The growth of the investment property market owes a lot to the evolution of the buy-to-let mortgage market. In 1996 there were only a few lenders offing buy-to-let mortgage products that would allow would-be landlords to invest in the local property market. Since then dozens of specialist lenders have released buy-to-let mortgage products ensuring that modern-day investors have plenty of choice. This has helped many investors to grow their portfolios from small-scale operations to large, multi-million pound empires.
Without the availability of accessible buy-to-let mortgage products it would be virtually impossible for many landlords to achieve such levels of success. The majority of all residential investment property in the UK is financed primarily with a mortgage and a cash deposit. The mortgage normally provides the majority of the total funds required to purchase the investment property. Without the availability of such finance, the buy-to-let industry would not have boomed.
In more recent years overseas finance companies have also entered the UK buy-to-let mortgage market which has lead to an unprecedented level of choice. This has helped to reduce costs such as application fees and interest rates ensuring that more people than ever can invest in property. Local lenders now have to compete with overseas lenders and the increased competition has resulted in more competitive products for consumers.
Buy-to-let mortgages are also available to UK residents for buying overseas property. Parts of Europe ? such as Spain, Italy, and France ? as well as Florida, Australia, and the Caribbean have become popular with UK based buy-to-let investors in recent years. This trend becomes stronger when the local UK market experiences a downturn. During such times avid property investors who are hungry for new properties to add to their portfolios simply look to foreign markets to satisfy their needs.
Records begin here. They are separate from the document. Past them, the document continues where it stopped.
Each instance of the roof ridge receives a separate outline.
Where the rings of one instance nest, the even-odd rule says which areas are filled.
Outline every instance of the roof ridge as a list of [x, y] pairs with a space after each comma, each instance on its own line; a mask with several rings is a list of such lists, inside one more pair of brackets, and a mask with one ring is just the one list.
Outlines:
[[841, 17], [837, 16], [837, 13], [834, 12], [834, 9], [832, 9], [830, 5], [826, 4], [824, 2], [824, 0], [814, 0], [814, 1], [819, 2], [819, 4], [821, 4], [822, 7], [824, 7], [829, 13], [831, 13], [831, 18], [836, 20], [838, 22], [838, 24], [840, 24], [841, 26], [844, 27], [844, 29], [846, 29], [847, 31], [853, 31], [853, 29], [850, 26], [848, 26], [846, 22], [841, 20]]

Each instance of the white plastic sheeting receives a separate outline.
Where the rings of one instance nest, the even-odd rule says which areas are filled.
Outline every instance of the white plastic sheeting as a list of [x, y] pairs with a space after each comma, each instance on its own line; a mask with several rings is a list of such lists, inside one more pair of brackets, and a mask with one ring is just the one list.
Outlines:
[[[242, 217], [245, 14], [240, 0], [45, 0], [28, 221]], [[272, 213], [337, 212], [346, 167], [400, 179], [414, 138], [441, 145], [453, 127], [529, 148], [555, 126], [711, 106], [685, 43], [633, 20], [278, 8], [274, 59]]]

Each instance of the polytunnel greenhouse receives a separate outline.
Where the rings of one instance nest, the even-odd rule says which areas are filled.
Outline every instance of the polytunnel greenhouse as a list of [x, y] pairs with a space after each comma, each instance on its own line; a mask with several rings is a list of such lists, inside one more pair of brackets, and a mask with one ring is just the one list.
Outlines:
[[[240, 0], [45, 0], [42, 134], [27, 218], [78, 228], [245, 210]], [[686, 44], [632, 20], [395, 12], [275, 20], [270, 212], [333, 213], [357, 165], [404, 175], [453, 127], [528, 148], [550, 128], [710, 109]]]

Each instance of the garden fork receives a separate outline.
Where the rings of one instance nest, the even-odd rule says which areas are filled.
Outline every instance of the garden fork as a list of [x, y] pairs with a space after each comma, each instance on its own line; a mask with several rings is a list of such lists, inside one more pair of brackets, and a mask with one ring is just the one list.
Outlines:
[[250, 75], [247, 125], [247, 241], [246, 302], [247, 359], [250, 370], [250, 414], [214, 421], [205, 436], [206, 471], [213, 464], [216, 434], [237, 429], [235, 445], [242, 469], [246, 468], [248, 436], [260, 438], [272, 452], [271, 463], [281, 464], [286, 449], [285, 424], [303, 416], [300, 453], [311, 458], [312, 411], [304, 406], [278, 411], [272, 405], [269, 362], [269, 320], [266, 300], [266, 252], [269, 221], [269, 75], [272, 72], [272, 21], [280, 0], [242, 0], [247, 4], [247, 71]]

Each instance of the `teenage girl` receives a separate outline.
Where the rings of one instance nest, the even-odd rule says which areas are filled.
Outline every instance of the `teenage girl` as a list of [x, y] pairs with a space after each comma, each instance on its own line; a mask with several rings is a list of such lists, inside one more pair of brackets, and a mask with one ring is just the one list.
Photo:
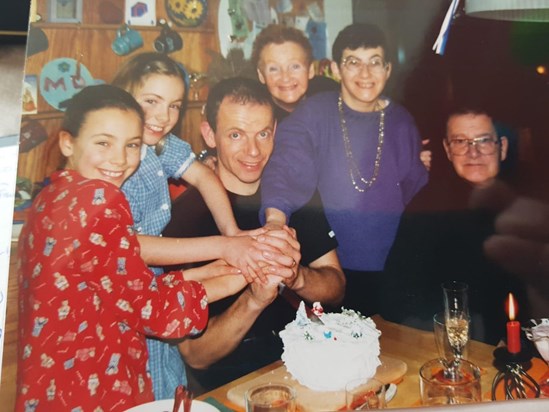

Buy-to-let mortgage products have also become more sophisticated with some products starting to offer equity release facilities. Investors can release equity to either fund their retirement or to buy more property. The growing sophistication and accessibility of buy-to-let mortgage products for both UK and overseas property has helped demand for property investment grow steadily over the years and should continue to do so in the future. Despite some periods of turmoil property is regarded as a secure and long term investment that should stand the test of time provided the right properties are purchased with the best buy-to-let mortgages that are available.